Rick
I was born in early 1951, in Buenos Aires, Argentina, the son of an Argentine attorney married to an American woman (one of three sisters from Brooklyn, all of whom met and married men from Argentina). I was raised in Buenos Aires, speaking Spanish as my native language, and starting to speak English at around age three. When I was three and a half, I contracted polio, and was totally paralyzed. I gradually recovered all functions in my upper body and arms, and regained some limited function in my right leg. My improvement stopped at age seven, and I have walked with two crutches and using a long leg brace on my left leg ever since.
My mother kidnapped me when I was six years old. Since she had been bringing me back to the States for medical treatment since I had polio three years earlier, traveling from Argentina to the States seemed in no way unusual. After we had been in the States for a couple of weeks, my mother told me that she had some terrible news; she said that my father and my grandparents ( father’s mother and father ) had all been killed in a car accident, and that we would simply stay in the States and would not be returning to Argentina. What my father found when he returned home from his office on the evening that we had left was a letter from my mother, informing him that he would never see either her or his only son again, and that he should simply forget about us. He also discovered shortly thereafter that she had cleaned out all of their bank accounts, leaving him totally and utterly broke.
For the next several years, my father devoted virtually all of his time, energy, and whatever money he could scrape together to finding us. Since he had no way to raise money other than by trying to rebuild his law practice, he worked as much as he could, and did most of the searching through private investigators he would retain in the States. His best friend and confidant, who was a Catholic priest in Argentina, came to my father and told him that since my father needed to keep working, he (the priest) would gladly travel to the States to look for my mother and myself, if only my father would pay his expenses. This priest indicated that he could search for us more inexpensively than the P. I.’s that my father had been using. This seemed like a good idea, so my father funded several such trips for this priest. On each trip, the priest reported making progress, and often reported just barely missing us but being hot on our trail. What my father didn’t know until we had been gone for a couple of years was that my mother actually had been having an affair with the priest, that he had been actively involved in helping her plan the kidnapping, and that when he was “searching” for us (on my father’s nickel), he actually was living with us and continuing his affair with my mother.
I don’t clearly remember at what point my mother told me that my father and grandparents were still alive. When she did, her story became that she feared being found by them. Her belief was that as an American citizen, she would certainly be granted custody in any custody hearing held here in the States. However, even a US court would likely grant my father the right to take me to Argentina during vacations. Under Argentine law, fathers have all the rights, and my mother believed that once my father had me back in Argentina, he would not send me back, and that a US custody decree would be legally meaningless and unenforceable in Argentina. She added to my fears by telling me that she knew that my father would not have me live in his house if I were returned to Argentina, but that I would be sent to live with my grandparents, whom she painted as mean and terrible people. In reality, nothing could have been further from the truth.
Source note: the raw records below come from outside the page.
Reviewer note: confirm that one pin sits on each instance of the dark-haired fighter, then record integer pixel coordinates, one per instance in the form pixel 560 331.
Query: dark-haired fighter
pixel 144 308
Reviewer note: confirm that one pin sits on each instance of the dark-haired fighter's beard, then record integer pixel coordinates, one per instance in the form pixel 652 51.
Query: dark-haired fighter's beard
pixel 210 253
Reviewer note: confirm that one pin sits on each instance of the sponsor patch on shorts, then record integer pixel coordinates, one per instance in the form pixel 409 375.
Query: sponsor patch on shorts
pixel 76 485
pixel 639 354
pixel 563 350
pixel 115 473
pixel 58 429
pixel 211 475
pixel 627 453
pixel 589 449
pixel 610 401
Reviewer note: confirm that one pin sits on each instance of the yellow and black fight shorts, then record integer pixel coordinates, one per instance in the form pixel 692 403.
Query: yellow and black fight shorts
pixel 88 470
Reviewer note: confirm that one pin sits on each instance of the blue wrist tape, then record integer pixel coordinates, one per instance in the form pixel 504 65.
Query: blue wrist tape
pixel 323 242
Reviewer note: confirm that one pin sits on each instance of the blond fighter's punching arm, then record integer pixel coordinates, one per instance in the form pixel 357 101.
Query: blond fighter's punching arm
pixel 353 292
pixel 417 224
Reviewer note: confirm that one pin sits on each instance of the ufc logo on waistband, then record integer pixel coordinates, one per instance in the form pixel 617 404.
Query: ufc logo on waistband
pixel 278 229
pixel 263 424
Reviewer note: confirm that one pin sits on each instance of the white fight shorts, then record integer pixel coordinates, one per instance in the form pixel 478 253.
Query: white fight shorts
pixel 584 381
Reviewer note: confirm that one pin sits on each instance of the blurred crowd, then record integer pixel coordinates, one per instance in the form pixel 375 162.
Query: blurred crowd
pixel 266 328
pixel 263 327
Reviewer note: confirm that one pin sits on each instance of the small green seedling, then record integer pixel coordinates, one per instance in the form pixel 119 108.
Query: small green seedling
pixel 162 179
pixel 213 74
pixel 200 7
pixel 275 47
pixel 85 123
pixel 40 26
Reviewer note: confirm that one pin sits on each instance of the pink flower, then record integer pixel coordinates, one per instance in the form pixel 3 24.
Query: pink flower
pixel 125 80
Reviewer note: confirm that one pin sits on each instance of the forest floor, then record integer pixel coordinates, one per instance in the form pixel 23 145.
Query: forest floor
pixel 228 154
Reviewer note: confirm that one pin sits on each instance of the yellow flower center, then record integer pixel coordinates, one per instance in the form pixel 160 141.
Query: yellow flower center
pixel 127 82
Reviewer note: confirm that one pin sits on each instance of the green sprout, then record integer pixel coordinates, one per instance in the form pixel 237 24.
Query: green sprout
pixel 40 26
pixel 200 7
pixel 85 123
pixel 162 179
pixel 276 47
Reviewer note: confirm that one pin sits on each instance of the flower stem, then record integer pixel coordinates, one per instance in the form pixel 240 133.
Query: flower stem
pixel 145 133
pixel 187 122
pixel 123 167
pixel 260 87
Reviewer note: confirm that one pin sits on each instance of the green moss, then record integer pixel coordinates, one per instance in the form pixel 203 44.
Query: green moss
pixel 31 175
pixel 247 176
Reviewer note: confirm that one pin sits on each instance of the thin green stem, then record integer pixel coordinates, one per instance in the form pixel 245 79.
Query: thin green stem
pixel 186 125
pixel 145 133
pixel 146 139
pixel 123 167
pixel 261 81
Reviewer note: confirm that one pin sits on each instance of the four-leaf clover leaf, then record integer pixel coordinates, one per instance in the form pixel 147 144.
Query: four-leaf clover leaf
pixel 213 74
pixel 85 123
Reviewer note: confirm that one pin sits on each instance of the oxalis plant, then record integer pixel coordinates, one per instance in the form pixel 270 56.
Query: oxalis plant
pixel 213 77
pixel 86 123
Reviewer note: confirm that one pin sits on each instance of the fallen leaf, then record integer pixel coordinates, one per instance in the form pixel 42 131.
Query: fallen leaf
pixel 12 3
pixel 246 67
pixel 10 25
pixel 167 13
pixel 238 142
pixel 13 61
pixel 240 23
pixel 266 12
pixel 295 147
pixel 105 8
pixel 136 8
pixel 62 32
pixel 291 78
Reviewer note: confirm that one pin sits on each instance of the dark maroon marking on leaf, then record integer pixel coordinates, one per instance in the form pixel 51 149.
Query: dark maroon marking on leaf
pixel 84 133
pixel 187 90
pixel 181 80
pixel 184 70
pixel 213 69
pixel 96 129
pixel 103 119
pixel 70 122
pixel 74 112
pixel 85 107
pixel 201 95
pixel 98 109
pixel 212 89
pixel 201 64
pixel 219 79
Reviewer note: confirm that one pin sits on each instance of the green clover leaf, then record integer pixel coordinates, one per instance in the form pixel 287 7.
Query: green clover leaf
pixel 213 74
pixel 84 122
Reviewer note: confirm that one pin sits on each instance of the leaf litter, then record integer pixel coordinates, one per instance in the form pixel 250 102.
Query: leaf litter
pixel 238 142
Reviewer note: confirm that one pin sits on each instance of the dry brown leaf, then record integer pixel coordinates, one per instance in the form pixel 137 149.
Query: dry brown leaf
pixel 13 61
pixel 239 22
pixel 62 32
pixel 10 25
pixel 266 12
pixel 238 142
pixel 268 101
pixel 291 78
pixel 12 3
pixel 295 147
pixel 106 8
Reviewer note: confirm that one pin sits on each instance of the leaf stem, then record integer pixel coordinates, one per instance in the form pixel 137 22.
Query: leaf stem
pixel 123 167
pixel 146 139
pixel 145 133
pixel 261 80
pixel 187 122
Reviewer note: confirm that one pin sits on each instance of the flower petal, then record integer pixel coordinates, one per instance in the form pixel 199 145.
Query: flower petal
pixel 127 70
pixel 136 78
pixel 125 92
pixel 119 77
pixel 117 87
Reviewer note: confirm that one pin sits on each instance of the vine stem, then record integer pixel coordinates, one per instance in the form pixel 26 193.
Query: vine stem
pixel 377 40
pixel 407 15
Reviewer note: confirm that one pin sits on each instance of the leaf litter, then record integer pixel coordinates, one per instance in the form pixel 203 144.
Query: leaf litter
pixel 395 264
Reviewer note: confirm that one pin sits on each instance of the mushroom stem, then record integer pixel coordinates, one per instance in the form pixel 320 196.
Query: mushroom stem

From the time that my mother kidnapped me and brought me back to the States at age six, until I began high school at age twelve, we moved dozens of times, and changed names and identities at least four times. We lived a very isolated existence, as she had cut herself off from all her family, and she had no friends other than the aforementioned Catholic priest, who would occasionally come and live with us for weeks or months at a time. During my four years in high school (in Brooklyn, NY), she began reestablishing limited contact with selected members of her family, so life began to take on some semblance of normalcy. When I was about to graduate from high school, and had already been accepted at a college in New Hampshire, I decided I needed to reconnect with my father. I called him out of the blue; he sent me tickets, and I spent several weeks in the summer after graduation and before going off to college with my Dad and his new family in Argentina. To make a very long story short, I have a superb relationship with my father, step-mother, and my half-sister, her husband and my nephew. I have a very limited and strained relationship with my mother. In addition, my half-brother has had a lifetime of problems, caused in large part, in my opinion, by growing up in my father’s house and having to compete with a ghost – an older brother whom he had never met that was the focus of so much remembrance and efforts to find and track down. I am not sure that he will ever recover from that.
On the positive side, I have also been blessed in many ways. I married a wonderful woman when I was twenty and she was nineteen, and despite the long odds against a marriage started at such an early age, we remain very happily married as we approach our thirty-first anniversary. We have two wonderful children; a twenty-two year old daughter who is about to graduate from college this May, and a fourteen year old son who will start high school this fall. After all that I have been through, building this family and watching it flourish is the one thing that I am proudest of in my life. I have also been blessed with a wonderful career in the field of Human Resources. I am currently a senior executive at a large hospital in Washington, DC. Interests include travel, reading, rock music and dogs, and I am an avid golfer.